# 支持Learnable Layout的Tangram, 使用了Image Prompt

In [None]:
%pip install --upgrade -r requirements.txt
%pip install rp --upgrade


In [None]:
import numpy as np
import rp
import torch
import torch.nn as nn
import torch.nn.functional as F
import source.stable_diffusion as sd
from source.learnable_textures import LearnableImageFourier
from source.stable_diffusion_labels import NegativeLabel
import math
import time
import os

# 环境配置：使用镜像源加速模型下载
os.environ["HF_ENDPOINT"] = "https://hf-mirror.com"

# 初始化设备与模型
gpu = rp.select_torch_device()
model_name = "runwayml/stable-diffusion-v1-5"
s = sd.StableDiffusion(gpu, model_name)
device = s.device

print(f"Device: {device} | Model: {model_name}")

In [None]:
def make_xy_grid(h, w, device):
    ys = torch.linspace(-1, 1, h, device=device)
    xs = torch.linspace(-1, 1, w, device=device)
    y, x = torch.meshgrid(ys, xs, indexing='ij')
    return x, y

def triangle_mask(x, y, p0, p1, p2, sharpness=80.0):
    pts = [p0, p1, p2]
    m = torch.ones_like(x)
    for i in range(3):
        pi, pj, pk = pts[i], pts[(i+1)%3], pts[(i+2)%3]
        ex, ey = (pj[0]-pi[0]), (pj[1]-pi[1])
        a, b, c = -ey, ex, -( (-ey)*pi[0] + ex*pi[1] )
        if a*pk[0] + b*pk[1] + c < 0: a, b, c = -a, -b, -c
        m = m * torch.sigmoid(sharpness * (a*x + b*y + c))
    return m

def square_mask(x, y, cx=0.0, cy=0.0, s=0.25, sharpness=80.0):
    return (torch.sigmoid(sharpness*(x-(cx-s))) * torch.sigmoid(sharpness*((cx+s)-x)) *
            torch.sigmoid(sharpness*(y-(cy-s))) * torch.sigmoid(sharpness*((cy+s)-y)))

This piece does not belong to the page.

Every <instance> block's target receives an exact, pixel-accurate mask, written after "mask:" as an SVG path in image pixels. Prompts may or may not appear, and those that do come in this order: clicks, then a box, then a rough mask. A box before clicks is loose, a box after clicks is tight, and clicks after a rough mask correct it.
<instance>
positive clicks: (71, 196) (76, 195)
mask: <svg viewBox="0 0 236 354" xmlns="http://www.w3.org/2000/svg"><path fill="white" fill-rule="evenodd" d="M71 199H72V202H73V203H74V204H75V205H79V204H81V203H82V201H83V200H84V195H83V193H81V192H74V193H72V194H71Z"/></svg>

def parallelogram_mask(x, y, cx=0.0, cy=0.0, w=0.55, h=0.22, shear=0.6, sharpness=80.0):
    u = x - shear*y
    return (torch.sigmoid(sharpness*(u-(cx-w/2))) * torch.sigmoid(sharpness*((cx+w/2)-u)) *
            torch.sigmoid(sharpness*(y-(cy-h/2))) * torch.sigmoid(sharpness*((cy+h/2)-y)))

# 初始化 7 个碎片
SIZE = 512
x_grid, y_grid = make_xy_grid(SIZE, SIZE, device)
T1 = triangle_mask(x_grid, y_grid, (-0.95, -0.95), (-0.15, -0.95), (-0.95, -0.15))
T2 = triangle_mask(x_grid, y_grid, ( 0.15, -0.95), ( 0.95, -0.95), ( 0.95, -0.15))
T3 = triangle_mask(x_grid, y_grid, (-0.95,  0.15), (-0.15,  0.15), (-0.95,  0.95))
T4 = triangle_mask(x_grid, y_grid, ( 0.15,  0.15), ( 0.55,  0.15), ( 0.15,  0.55))
T5 = triangle_mask(x_grid, y_grid, ( 0.60,  0.20), ( 0.95,  0.20), ( 0.95,  0.55))
SQ = square_mask(x_grid, y_grid, cx=0.55, cy=0.75, s=0.18)
PA = parallelogram_mask(x_grid, y_grid, cx=0.10, cy=0.75, w=0.55, h=0.22, shear=0.6)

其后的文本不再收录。